Ivana, que tendría unos trece años, levantó los ojos cuando se abrió la puerta, y se encontró de pronto con la mirada más hermosa que pudiera luego recordar en toda su vida. “Vi el amor,” es la expresión que ella usó en sus crónicas. Josafat la miró unos instantes y luego saludó a todos, excusándose por interrumpir. El párroco, a su vez, se excusó y resumió en dos frases lo que Igor le había dicho. Josafat sostuvo entre sus manos las dos manos de Igor, que sin poderse contener empezó a sollozar de puro gozo. El obispo susurró la frase de las tribus al rey David: “ecce nos os tuum et caro tua sumus”, “Henos aquí, hueso tuyo y carne tuya somos” (2 Samuel 5,1). Y sin que nadie le dijera una palabra procedió a hablar de las bellezas de la tradición ortodoxa y de la necesidad de unirnos en un solo corazón, “porque el corazón de Cristo no está dividido, ¿verdad?”

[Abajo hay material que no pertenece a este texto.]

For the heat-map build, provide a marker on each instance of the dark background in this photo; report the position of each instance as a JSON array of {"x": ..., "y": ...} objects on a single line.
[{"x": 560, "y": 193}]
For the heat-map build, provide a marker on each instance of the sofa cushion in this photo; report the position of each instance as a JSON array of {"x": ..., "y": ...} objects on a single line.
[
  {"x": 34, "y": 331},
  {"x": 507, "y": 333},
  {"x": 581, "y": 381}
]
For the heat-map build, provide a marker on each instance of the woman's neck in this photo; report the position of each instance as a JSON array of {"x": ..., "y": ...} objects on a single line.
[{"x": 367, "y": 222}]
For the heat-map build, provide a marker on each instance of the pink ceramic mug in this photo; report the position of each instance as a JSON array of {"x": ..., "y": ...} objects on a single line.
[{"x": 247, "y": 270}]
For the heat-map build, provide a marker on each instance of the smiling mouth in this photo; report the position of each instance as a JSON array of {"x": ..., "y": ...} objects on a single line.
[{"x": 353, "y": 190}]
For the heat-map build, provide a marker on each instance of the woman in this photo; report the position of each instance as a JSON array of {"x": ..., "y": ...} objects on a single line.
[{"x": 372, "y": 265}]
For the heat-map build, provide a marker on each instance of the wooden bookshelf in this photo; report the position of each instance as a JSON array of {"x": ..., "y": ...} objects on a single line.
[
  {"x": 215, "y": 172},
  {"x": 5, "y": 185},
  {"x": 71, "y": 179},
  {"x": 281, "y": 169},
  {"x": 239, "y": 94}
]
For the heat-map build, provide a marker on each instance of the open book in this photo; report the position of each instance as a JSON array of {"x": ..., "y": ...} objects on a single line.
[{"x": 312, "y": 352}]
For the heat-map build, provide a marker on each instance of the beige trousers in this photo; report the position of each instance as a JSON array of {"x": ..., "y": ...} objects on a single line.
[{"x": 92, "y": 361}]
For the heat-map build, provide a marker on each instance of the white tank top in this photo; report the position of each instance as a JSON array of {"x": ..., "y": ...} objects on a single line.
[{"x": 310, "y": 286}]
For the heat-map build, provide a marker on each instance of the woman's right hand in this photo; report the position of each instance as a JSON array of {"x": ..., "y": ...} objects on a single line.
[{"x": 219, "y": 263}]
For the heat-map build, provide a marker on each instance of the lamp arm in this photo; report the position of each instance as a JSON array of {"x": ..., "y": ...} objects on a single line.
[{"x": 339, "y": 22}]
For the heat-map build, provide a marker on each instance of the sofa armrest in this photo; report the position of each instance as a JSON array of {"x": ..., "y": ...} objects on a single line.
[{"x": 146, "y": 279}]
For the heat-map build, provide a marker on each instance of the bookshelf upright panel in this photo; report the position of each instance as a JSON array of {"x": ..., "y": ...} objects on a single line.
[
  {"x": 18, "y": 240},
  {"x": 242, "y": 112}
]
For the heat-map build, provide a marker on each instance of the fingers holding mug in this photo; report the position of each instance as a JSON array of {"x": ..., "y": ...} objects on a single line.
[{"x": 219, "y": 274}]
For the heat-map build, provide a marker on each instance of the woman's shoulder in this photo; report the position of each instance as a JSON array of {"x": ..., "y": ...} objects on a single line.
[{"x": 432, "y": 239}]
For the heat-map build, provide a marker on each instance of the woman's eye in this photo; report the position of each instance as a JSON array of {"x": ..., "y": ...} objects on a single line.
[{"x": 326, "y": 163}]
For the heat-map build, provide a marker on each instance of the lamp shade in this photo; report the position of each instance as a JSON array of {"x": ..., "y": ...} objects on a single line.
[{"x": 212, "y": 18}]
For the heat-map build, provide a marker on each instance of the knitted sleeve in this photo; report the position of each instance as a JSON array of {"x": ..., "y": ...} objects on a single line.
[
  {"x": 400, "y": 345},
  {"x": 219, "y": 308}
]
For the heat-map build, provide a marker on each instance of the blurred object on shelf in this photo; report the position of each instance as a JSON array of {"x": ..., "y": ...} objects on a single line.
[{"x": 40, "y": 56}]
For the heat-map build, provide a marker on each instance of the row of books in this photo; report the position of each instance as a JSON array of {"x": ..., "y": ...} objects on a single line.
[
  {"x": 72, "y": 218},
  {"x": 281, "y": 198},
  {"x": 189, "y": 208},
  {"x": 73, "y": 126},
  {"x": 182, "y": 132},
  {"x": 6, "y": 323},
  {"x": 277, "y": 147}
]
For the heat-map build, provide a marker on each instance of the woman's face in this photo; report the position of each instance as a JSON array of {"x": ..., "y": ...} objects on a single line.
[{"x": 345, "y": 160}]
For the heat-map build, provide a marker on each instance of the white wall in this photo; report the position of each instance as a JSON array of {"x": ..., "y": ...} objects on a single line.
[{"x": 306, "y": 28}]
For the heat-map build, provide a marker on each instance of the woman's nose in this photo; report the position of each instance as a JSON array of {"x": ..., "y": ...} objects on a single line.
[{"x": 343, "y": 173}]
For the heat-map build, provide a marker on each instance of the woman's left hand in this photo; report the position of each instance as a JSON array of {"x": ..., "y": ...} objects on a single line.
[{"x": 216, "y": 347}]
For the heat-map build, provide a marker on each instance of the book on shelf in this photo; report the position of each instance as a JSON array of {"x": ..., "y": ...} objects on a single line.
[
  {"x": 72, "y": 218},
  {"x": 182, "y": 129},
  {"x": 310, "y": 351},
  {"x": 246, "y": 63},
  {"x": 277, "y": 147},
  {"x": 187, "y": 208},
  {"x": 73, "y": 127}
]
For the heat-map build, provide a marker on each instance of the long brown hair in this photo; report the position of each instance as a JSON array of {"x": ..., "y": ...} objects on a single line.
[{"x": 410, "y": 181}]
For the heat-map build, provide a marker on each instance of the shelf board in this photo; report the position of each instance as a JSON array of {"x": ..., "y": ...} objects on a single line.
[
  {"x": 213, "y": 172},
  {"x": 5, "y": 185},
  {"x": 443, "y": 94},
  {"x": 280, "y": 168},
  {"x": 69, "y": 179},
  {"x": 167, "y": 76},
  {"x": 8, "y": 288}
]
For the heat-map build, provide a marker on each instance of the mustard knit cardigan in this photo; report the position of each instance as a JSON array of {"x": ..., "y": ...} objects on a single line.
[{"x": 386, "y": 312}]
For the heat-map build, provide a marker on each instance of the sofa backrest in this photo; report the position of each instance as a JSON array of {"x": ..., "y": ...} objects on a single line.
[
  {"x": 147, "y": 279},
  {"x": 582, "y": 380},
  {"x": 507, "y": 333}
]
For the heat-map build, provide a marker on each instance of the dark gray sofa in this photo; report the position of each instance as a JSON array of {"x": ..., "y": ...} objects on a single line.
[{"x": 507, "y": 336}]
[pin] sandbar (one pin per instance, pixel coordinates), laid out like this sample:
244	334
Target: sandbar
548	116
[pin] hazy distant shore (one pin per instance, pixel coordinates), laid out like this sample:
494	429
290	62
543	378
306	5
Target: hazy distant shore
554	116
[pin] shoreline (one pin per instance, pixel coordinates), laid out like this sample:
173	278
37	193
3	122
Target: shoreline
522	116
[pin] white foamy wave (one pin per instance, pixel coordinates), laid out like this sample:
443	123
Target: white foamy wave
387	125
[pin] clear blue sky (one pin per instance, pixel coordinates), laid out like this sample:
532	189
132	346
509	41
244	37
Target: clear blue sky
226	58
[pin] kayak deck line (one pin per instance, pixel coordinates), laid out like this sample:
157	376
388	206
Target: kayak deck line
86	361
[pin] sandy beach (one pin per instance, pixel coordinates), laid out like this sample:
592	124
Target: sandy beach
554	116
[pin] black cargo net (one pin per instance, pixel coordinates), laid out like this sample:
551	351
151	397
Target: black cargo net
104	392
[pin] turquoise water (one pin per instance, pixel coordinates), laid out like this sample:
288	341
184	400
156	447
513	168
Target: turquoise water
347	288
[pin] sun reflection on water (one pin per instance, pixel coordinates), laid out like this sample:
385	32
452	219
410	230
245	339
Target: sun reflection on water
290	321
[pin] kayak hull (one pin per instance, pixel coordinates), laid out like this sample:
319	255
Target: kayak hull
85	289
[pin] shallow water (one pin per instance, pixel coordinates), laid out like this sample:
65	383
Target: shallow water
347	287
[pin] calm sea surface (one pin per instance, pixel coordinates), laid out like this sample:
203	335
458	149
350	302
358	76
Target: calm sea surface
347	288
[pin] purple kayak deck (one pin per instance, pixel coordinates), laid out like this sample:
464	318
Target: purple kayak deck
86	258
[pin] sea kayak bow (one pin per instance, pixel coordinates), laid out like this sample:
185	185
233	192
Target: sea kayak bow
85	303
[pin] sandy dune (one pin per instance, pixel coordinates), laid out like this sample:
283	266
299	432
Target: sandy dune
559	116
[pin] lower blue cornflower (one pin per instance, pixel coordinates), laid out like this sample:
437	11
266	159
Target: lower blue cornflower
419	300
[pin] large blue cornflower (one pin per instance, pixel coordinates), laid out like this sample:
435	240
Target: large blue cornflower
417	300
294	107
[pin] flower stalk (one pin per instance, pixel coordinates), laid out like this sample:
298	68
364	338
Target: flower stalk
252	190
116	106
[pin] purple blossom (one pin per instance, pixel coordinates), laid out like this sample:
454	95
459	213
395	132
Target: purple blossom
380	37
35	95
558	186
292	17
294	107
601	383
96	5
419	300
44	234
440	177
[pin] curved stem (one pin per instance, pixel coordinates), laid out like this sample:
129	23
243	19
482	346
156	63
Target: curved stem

Isabel espontáneamente abrazó a Josafat y dijo algo inesperado para todos, incluso para ella misma: “Yo no quiero apartarme de ti.” Antes de que Igor pudiera pensar cualquier cosa, un relámpago de luz maravillosa resplandecía en la sonrisa de Ivana, que agregó: “¡Ni yo!” Se supone que Igor debería haber sentido celos pero la escena era más celestial que terrenal y simplemente no cabía nada distinto de amor y alegría.

De aquí surgió la idea de fundar un monasterio que sirviera de puente entre las culturas de estilo más ortodoxo y de tipo más católico. Josafat se volvió amigo de la familia y les comentó que llevaba años acariciando ese proyecto. Les llevó también donde Magdalena, una mujer joven, soltera, nativa del norte de Macedonia, cuya familia tenía ciertas posesiones, y entre ellas una especie de fortaleza o pequeño castillo que estaría listo para recibir al primer grupo de monjas.

“¿Y estarás siempre con nosotras?”, preguntó Isabel a Josafat. El obispo sonrió y luego dijo: “Primero tengo que terminar un par de misiones más, porque no hemos de ahorrar esfuerzos en este tema de la unidad. Cuando ya esté más avanzada esa causa, les prometo que me reuniré con ustedes para que nos dediquemos a estudiar juntos la Palabra de Dios. ¿Qué les parece?” Isabel no quedó muy contenta con la respuesta pero no agregó nada más.

Josafat partió de aquel lugar sin saber que su despedida sería definitiva; al mes siguiente fue asesinado brutalmente por una multitud que le gritaba: “¡Papista! ¡Papista!”